Specialists explain that it is important to assume gender is a social construction which is all about behavioral expectations.
Although terms and categories serve to identify, understand, comprehend, and visualize, the most important thing is how people identify themselves. In the case of non-binary gender, individuals flow between male and female, identify with both and reexamine certain elements, or don’t identify at all with either.
Gestalt psychotherapist and sexologist Teresa Salgado explains that it is important to assume gender is a social construction which is about expectations of behaviors, ways of feeling, and expressing oneself in relation to the sex assigned at birth based on male or female genitalia. Sometimes gender and sexual identities go hand-in-hand and sometimes they don’t. Which is perfectly valid.
“People are immersed in a sex/gender binary system in which there are only two options: male or female, but there’s a whole spectrum between those two, which are either rendered invisible or the binary system attempts to assign them male or female status.”
Philosopher Daniel Jiménez adds that this dichotomy is not universal. It has existed in the West since the origins of philosophy, from Plato and a little before. What’s more, it’s reinforced by the binary system of Christianity and other philosophical viewpoints that exist to this day. But there are other cultures that recognize up to five genders.
“In the Zapotec culture, there is the Muxe community, which is the closest example in the context of Mexico. They were usually classified as trans. However, muxes are a third gender in the Zapotec world. Although they were born with male sexual organs, they don’t identify as men or women,” says the PhD student.
In the United States, the Navajo, Cherokee, and Cheyenne Native American cultures recognize up to five genders. These identities are related to their beliefs about the soul and spirit, with only the first two being based on the body, he highlights.
Non-binary identities include people who are transgender, transsexual, gender fluid, non-gendered, and gender neutral. The following are some definitions of this broad spectrum provided by sexologist Teresa Salgado and philosopher Daniel Jiménez.
These are people who do not identify as the gender that was assigned to them at birth.

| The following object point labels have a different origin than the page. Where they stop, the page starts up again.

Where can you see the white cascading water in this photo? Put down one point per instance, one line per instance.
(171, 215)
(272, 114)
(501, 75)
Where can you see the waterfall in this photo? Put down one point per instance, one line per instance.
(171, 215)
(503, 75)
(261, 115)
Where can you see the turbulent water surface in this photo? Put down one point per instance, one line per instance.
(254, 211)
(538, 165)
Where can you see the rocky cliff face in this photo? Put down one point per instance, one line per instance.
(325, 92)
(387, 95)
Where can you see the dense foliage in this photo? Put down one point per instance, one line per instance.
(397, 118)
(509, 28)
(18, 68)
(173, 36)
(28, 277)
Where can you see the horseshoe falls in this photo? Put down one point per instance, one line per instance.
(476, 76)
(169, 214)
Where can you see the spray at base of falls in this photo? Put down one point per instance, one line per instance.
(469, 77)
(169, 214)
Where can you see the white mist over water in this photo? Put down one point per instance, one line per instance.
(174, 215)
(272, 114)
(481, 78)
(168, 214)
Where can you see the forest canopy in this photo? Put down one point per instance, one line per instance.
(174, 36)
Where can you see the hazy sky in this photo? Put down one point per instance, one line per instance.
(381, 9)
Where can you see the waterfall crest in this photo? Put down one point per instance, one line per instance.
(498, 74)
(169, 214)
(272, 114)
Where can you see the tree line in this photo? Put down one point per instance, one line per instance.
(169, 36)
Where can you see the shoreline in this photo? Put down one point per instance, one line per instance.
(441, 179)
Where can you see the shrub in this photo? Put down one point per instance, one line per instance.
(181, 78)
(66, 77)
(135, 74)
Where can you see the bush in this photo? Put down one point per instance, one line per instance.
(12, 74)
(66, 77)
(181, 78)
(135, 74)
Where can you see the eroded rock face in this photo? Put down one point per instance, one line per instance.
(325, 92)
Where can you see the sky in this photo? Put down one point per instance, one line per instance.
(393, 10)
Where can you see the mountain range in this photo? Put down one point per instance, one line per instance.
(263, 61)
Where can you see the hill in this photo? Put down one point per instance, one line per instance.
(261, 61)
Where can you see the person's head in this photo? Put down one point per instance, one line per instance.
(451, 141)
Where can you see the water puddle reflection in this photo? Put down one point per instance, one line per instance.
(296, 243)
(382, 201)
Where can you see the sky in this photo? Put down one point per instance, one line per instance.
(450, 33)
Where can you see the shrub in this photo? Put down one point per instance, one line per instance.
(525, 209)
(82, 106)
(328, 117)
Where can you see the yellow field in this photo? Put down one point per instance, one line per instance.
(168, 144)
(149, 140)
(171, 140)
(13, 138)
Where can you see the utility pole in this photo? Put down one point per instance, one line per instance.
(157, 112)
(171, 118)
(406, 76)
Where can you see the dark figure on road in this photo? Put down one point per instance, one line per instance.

They feel gender dysphoria, or distress. The distinction between trans and non-binary is very subtle because trans includes transvestites, transgender, and transsexuals. There are trans people who do identify with binarism. They want to appear to be men or women and they want to be identified as such.
Someone who is non-binary trans wouldn’t identify with their body but wouldn’t necessarily want to reassign their sex surgically and hormonally. What’s more, they wouldn’t identify as a woman or a man.
Someone who has made a hormonal and surgical transition to have male or female sexual organs, as applicable. This term is hardly used anymore because it has been used to pathologize this community.
Someone who moves between masculine and feminine. They flow on the gender spectrum. Individuals can identify as men –even for years– and then define themselves and dress as women.
People who identify as both masculine and feminine at the same time.
People who don’t identify as masculine or feminine.
People who are provocatively hostile to male or female norms. For example, someone might identify as a man but set out to annoy people by dressing up as a woman, dying their hair, or painting their nails to make people feel uncomfortable or provoke them.
Someone who identifies as the gender assigned to them at birth based on their sex. They don’t feel dysphoria about their body or their genitalia. An example would be someone who is born with female genitalia and identifies as a woman. In this case, the person does use binary classification.
Individuals born with different sexual characteristics (chromosomes, genitalia, gonads, and hormone levels) They may have both sexual organs or they may not be defined. These people used to be called hermaphrodites.
The Royal Spanish Academy (RAE) does not recognize the use of neutral or inclusive pronouns that have been proposed by groups and activists in favor of sexual diversity. The use of the “e” is proposed to address people of dissident or non-binary gender.
Daniel Jiménez explains that, “the ‘e’ is only used to address people, it isn’t used for dogs nor cats. It’s valid to say ‘niños’, ‘niñas’, and ‘niñes’ [for children]. In the case of ‘todes’ [everyone] this includes masculine, feminine, and non-binary and it’s the same case for ‘les otres’ [the others] and ‘aquelles’ [those].”
On principle, he recommends that we respect the pronouns with which non-binary people want to be called, which could be ‘él’ [he], ‘ella’ [she] or ‘elle’ [they]. The article ‘les’ [the] can be used for men, women, and non-binaries.
It’s also valid when referring to professions: ‘abogado’, ‘abogada’, ‘abogade’ [lawyer]; ‘psicólogo’, ‘psicóloga’, ‘psicólogue’ [psychologist], and so on.
Teresa Salgado, for her part, say that, “language is our instrument. It helps us to communicate. We shouldn’t have to adapt ourselves to it. It’s best to ask someone. Don’t take it for granted, don’t assume, because it could be that a non-binary person wants to be called by a masculine, feminine, or neutral pronoun.”